La Poterie grecque dans l’antiquité

G. Angerville, La Science Illustrée N° 696 — 29 mars 1901
Lundi 23 septembre 2013

L’origine de la céramique remonte à la plus haute antiquité. Après l’art de fabriquer des armes pour se défendre et quelques tissus grossiers pour se garantir des injures du temps, c’est celui que les hommes cultivèrent le premier.

Dans le limon déposé sur le bord des fleuves ils trouvèrent une matière ductile, facile à travailler, prenant et conservant aisément la forme une fois donnée.

Simplement séchées à l’air, ces poteries étaient fort fragiles et présentaient l’inconvénient de se délayer dans l’eau. L’artisan qui imagina de les faire cuire, à l’aide d’un feu de broussailles, dans un trou creusé dans le sol, réalisa un immense progrès.
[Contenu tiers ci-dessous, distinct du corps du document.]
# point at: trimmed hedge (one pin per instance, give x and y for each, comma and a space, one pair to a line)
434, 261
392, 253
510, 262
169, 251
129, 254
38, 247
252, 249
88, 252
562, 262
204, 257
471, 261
Mais les vases cuits ainsi à température peu élevée restent encore poreux et absorbants. Un nouveau progrès fut réalisé le jour où l’on construisit le premier four véritable et où. l’on recouvrit cette terre poreuse d’une couche vitreuse, imperméable, d’une glaçure.

Tous les vases grecs de l’antiquité, que leurs formés et leur décoration rendent si remarquables au point de vue de l’art, sont des poteries communes, grossières, composées d’argile, de marne argileuse et de sable, mélange qui nous sert actuellement à faire des terrines, des cruches et des pots à fleurs. L’artiste, par son travail, a anobli la matière.

Ces poteries, cuites à basse température et en une seule fois, sont tendres, aisément rayables au couteau. On les a réparties en deux groupes : les poteries mates et les poteries lustrées.

Les premières, que l’on retrouve à l’origine de toute civilisation, sont poreuses et se laissent assez aisément traverser par les liquides, n’étant pas recouvertes d’un vernis.

Les poteries lustrées sont, au contraire, caractérisées par l’application sur la terre d’un lustre extrêmement mince, un silicate alcalin, de potasse ou de soude, toujours coloré par un oxyde métallique introduit primitivement dans sa composition.

Quant aux poteries vernissées proprement dites, c’est-à-dire recouvertes, non d’un lustre, mais d’un vernis vitreux à base de plomb, elles furent connues des anciens Égyptiens et, certainement aussi, des potiers de l’antiquité grecque et romaine, mais ne furent guère fabriquées par eux, si l’on en juge pas le petit nombre de pièces de cette sorte que possèdent nos musées.

Revenons donc aux produits de fabrication courante à cette époque.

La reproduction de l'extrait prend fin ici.